More than 7,300 buyers submitted bids for 328 units of Sun Hung Kai Properties’ Park Yoho Milano project, or an average of 21 bids for every available unit, agents said.
The developer pulled in a combined HK$2.8 billion (US$357 million) after selling all 328 flats, as a crowd of thousands thronged the sales venue in a 500-metre queue that extended from the International Commerce Centre to the Western Harbour Crossing.
“Buyers showed overwhelming response in the afternoon,” said Louis Chan, Asia-Pacific vice-chairman and chief executive for residential sales at Centaline Property Agency. “The crowded scene is a rare sight in recent years.”
Mr Cheung, an office manager in his twenties, said he was disappointed that other buyers had snapped up all the smallest single-bedroom and twin-bedroom flats, with prices ranging from HK$5 million to HK$7 million.
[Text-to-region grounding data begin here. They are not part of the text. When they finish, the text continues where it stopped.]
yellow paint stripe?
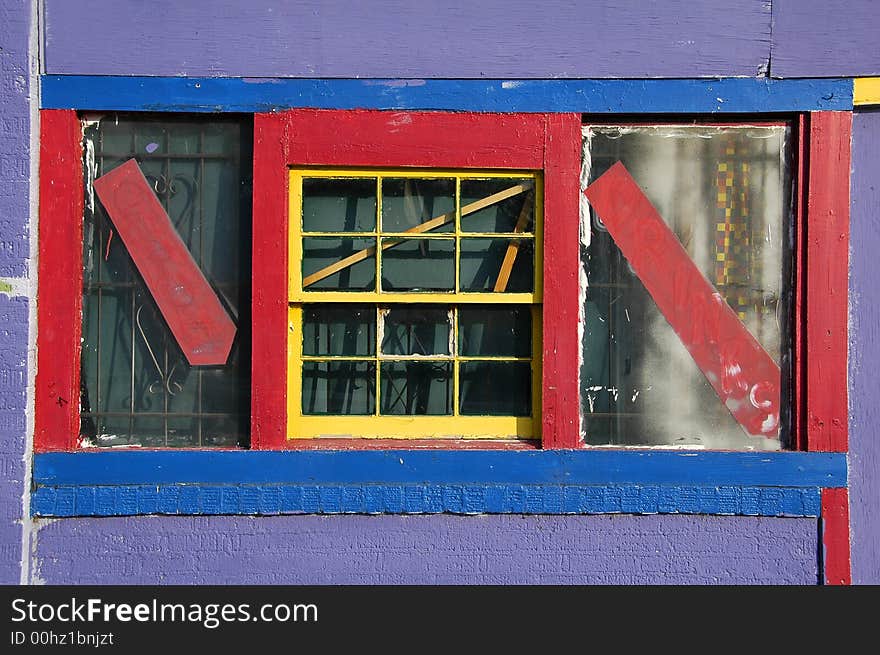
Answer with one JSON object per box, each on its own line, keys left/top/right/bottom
{"left": 854, "top": 78, "right": 880, "bottom": 106}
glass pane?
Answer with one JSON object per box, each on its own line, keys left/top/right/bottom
{"left": 459, "top": 362, "right": 531, "bottom": 416}
{"left": 81, "top": 117, "right": 251, "bottom": 448}
{"left": 381, "top": 238, "right": 454, "bottom": 292}
{"left": 302, "top": 361, "right": 376, "bottom": 415}
{"left": 381, "top": 178, "right": 455, "bottom": 233}
{"left": 380, "top": 361, "right": 453, "bottom": 415}
{"left": 302, "top": 237, "right": 376, "bottom": 291}
{"left": 459, "top": 306, "right": 531, "bottom": 357}
{"left": 302, "top": 178, "right": 376, "bottom": 233}
{"left": 460, "top": 238, "right": 534, "bottom": 292}
{"left": 582, "top": 124, "right": 791, "bottom": 450}
{"left": 381, "top": 306, "right": 451, "bottom": 356}
{"left": 461, "top": 178, "right": 534, "bottom": 233}
{"left": 303, "top": 304, "right": 375, "bottom": 356}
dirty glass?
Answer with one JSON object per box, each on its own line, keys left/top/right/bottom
{"left": 80, "top": 116, "right": 252, "bottom": 447}
{"left": 302, "top": 361, "right": 376, "bottom": 415}
{"left": 458, "top": 306, "right": 531, "bottom": 357}
{"left": 460, "top": 362, "right": 531, "bottom": 416}
{"left": 302, "top": 178, "right": 376, "bottom": 232}
{"left": 303, "top": 304, "right": 375, "bottom": 356}
{"left": 460, "top": 238, "right": 534, "bottom": 292}
{"left": 382, "top": 178, "right": 455, "bottom": 232}
{"left": 302, "top": 237, "right": 377, "bottom": 291}
{"left": 381, "top": 238, "right": 455, "bottom": 291}
{"left": 381, "top": 306, "right": 451, "bottom": 356}
{"left": 380, "top": 361, "right": 454, "bottom": 415}
{"left": 581, "top": 124, "right": 792, "bottom": 450}
{"left": 460, "top": 179, "right": 535, "bottom": 233}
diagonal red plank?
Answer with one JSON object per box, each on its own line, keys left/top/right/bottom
{"left": 93, "top": 159, "right": 236, "bottom": 366}
{"left": 584, "top": 162, "right": 780, "bottom": 439}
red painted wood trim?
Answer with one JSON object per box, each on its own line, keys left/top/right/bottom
{"left": 541, "top": 113, "right": 582, "bottom": 448}
{"left": 271, "top": 109, "right": 575, "bottom": 448}
{"left": 822, "top": 487, "right": 851, "bottom": 585}
{"left": 282, "top": 109, "right": 546, "bottom": 170}
{"left": 92, "top": 160, "right": 236, "bottom": 366}
{"left": 806, "top": 112, "right": 851, "bottom": 452}
{"left": 585, "top": 163, "right": 781, "bottom": 439}
{"left": 35, "top": 110, "right": 83, "bottom": 452}
{"left": 251, "top": 113, "right": 289, "bottom": 449}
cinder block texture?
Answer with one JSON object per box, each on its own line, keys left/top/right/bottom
{"left": 0, "top": 0, "right": 30, "bottom": 584}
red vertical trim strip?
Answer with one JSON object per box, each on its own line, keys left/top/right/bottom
{"left": 806, "top": 112, "right": 851, "bottom": 452}
{"left": 35, "top": 110, "right": 83, "bottom": 452}
{"left": 794, "top": 115, "right": 808, "bottom": 451}
{"left": 251, "top": 113, "right": 289, "bottom": 449}
{"left": 822, "top": 487, "right": 851, "bottom": 585}
{"left": 541, "top": 113, "right": 582, "bottom": 448}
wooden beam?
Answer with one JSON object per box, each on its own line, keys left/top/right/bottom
{"left": 493, "top": 190, "right": 534, "bottom": 292}
{"left": 302, "top": 182, "right": 532, "bottom": 288}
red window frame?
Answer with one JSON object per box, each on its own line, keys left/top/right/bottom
{"left": 33, "top": 109, "right": 848, "bottom": 454}
{"left": 34, "top": 109, "right": 582, "bottom": 451}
“Prices are reasonable so I wanted to buy a flat for my own use and lease the one I am living in,” said Cheung.
The successful sale vindicates the tax announced on June 29 by Chief Executive Carrie Lam Cheng Yuet-ngor, a programme designed to compel developers to release their inventory of completed flats for sale to ease the pent-up demand in the world’s most expensive real estate market.